George Kinek

No. 47
- Position: End

Personal information
- Born: January 13, 1929 Palmerton, Pennsylvania, U.S.
- Died: January 21, 1995 (aged 66) Salisbury Township, Pennsylvania, U.S.
- Listed height: 6 ft 2 in (1.88 m)
- Listed weight: 190 lb (86 kg)

Career information
- High school: Allentown (PA) Central Catholic
- College: Tulane
- NFL draft: 1951: 4th round, 48th overall pick

Career history
- Chicago Cardinals (1954);

Career NFL statistics
- Interceptions: 2
- Stats at Pro Football Reference

= George Kinek =

American football player (1929–1995)

George Kinek (January 13, 1929 – January 21, 1995) was an American professional football end.

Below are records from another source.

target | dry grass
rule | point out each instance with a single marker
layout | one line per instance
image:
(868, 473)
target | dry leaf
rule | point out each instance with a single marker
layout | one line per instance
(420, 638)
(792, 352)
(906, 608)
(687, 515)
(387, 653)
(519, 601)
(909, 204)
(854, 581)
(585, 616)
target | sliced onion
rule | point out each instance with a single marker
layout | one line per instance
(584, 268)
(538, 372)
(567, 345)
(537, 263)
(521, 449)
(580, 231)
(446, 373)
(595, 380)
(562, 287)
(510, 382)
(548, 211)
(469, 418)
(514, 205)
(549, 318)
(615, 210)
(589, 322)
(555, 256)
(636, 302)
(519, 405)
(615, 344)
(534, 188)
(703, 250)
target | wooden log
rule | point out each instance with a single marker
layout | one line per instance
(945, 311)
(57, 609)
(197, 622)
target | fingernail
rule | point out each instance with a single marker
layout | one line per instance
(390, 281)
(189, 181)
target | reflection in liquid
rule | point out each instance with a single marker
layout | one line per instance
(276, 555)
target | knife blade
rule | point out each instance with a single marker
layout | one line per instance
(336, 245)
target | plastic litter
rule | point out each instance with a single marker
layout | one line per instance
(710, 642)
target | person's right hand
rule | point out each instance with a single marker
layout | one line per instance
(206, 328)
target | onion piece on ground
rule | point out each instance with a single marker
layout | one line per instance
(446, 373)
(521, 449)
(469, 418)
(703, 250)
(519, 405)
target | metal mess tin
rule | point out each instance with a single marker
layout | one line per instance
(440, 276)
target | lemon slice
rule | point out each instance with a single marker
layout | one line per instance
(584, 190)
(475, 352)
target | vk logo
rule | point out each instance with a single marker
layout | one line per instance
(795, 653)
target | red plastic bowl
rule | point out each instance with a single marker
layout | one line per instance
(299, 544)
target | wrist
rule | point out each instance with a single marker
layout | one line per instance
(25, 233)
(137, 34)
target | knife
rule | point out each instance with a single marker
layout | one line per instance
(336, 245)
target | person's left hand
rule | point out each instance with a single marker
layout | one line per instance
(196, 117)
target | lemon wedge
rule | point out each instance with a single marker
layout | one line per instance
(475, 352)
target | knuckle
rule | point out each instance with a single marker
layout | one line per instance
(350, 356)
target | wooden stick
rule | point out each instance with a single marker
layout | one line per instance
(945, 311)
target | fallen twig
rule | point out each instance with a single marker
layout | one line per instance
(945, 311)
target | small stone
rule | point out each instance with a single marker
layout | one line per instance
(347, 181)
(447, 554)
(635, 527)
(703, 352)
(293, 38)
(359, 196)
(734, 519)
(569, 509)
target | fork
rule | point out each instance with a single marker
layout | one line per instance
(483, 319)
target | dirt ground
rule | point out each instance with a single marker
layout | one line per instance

==Early life and education==
Kinek was born in Palmerton, Pennsylvania, on January 13, 1929. He attended Allentown Central Catholic High School in Allentown, Pennsylvania and college at Tulane University in New Orleans.

==Career==
Kinek was drafted by the Los Angeles Rams in the 4th round (48th overall) of the 1951 NFL Draft. He played for the Chicago Cardinals in 1954.

==Death==
He died on January 21, 1995, in Salisbury Township, Pennsylvania, at age 67.